CloverDX Blog on Data Integration

Working with subgraphs in CloverDX 4.0

Written by Jan Sedláček | November 25, 2014

Subgraphs are one of several new, exciting abilities in CloverDX 4.0. You may have already read some articles about them. To better illustrate the usage and benefits of subgraphs, let me guide you through one detailed example.

I was working on one presentation for one of our new customers and part of the presentation was a graph that generated data. The specific request was:

- to generate a data sample that looks like real people's contact information

- to show how to use the data sample for testing purposes

I started to build a graph to generate imaginary contacts. It takes the most common first names and surnames from a web source and then combines them randomly together. Afterward, it generates an email address for each of them.

Here is what the graph looks like:

Although for simple task, graph is already quite complex.

The graph consists of 3 different jobs:

1. It reads a list of first names and puts them into lookup

2. It reads a list of last names and puts them into lookup

3. It generates random combinations of first and last names

I realized that I can easily demonstrate subgraphs' functionality to the customer as well, as downloading and parsing names is used twice in the graph and it is almost same in both cases. The only thing that differs is the HTTP request URL and the regular expression pattern used for the extraction of the data. This sort of duplicity in a graph is typical for a good subgraph candidate; the only difference between those two will be in the subgraph parameters. Also creating a subgraph now will save me a lot of work in the future, because I will be able to create any graph with lookup data in just a few minutes.

So how can I create a subgraph from an existing graph?

Wrapping part of the existing graph into a subgraph

As I want to reuse part of the existing graph, the “Wrap as subgraph” functionality was exactly what I need. I select five components that are supposed to be in the graph, and then right-click to open the menu.

Selected components are highlighted

CloverDX shows a dialogue window with the subgraph wrapping wizard. You can change the name of the subgraph, configure the input and outputs ports, and check a preview of the wrapped subgraph.

The basic setting of a subgraph––changing the name and configuring ports.

Or you can preview what the original graph will look like after you wrap its parts into a subgraph.

Preview of parent graph after wraping up subgraph.

I was fine with the default name and input/output configuration, so I don't change anything. Clicking on "Finish" at this point closes the wizard, and a new subgraph will be created and the parent graph will be changed. You can see that the wrapped components are now gone and the subgraph component has replaced them.

Graph after finishing wrapping wizard.

After clicking on the subgraph component, CloverDX opens the subgraph's content.

Complexity is hidden in the subgraph.

Note the green and blue bars that represent the inputs and outputs of the subgraph component in the graph. In this case, this mean that there is one input and two outputs.
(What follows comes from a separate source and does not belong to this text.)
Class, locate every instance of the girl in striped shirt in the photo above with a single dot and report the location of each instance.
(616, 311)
The area on the right and left, behind the bars, allows you to debug the subgraph without messing with the graph. You can add any components behind those bars without affecting the parent graph at all.

Setting the parameters of a subgraph

In order for subgraphs to work and to relieve additional work from graph creation, it is important to parametrize their functionality so they can be used in different situations. To do this, you can use public parameters in subgraphs and set their value in the parent graph. I want to use a URL as a parameter for our subgraph. It's pretty simple. Just use "Export as subgraph parameter" for the attribute you want to export. And now you can update this parameter directly in the graph, without ever opening the subgraph.

Choose parameters, that will be visible from parent graph.

Utilizing the subgraph.

The final step is to use the subgraph to create the graph again. Here, I will create this graph from scratch, using a subgraph.

You can set the value of parameters as an attribute of the subgraph component in the parent graph.

Parameters are propagated to a subgraph properties.

The final graph looks like this:

Simplification is visible immediately,

The original graph contained 16 components and was quite hard to understand. The new version, using a subgraph, now contains only half the number of components and is much easier to understand and navigate.

Also with the utilization of the subgraph, you will be able to reduce the time needed to create a new graph. And this is because of the new features available in CloverDX 4.0.

There are many other features, like metadata propagation and the execution view. We will get to these functions later, but for now, let's stick with these basic concepts. I encourage you to download CloverDX now and try subgraphs for yourself. Start with wrapping subgraphs from existing graphs, as it is the easiest way to learn how to use them; you can immediately see how powerful they can be.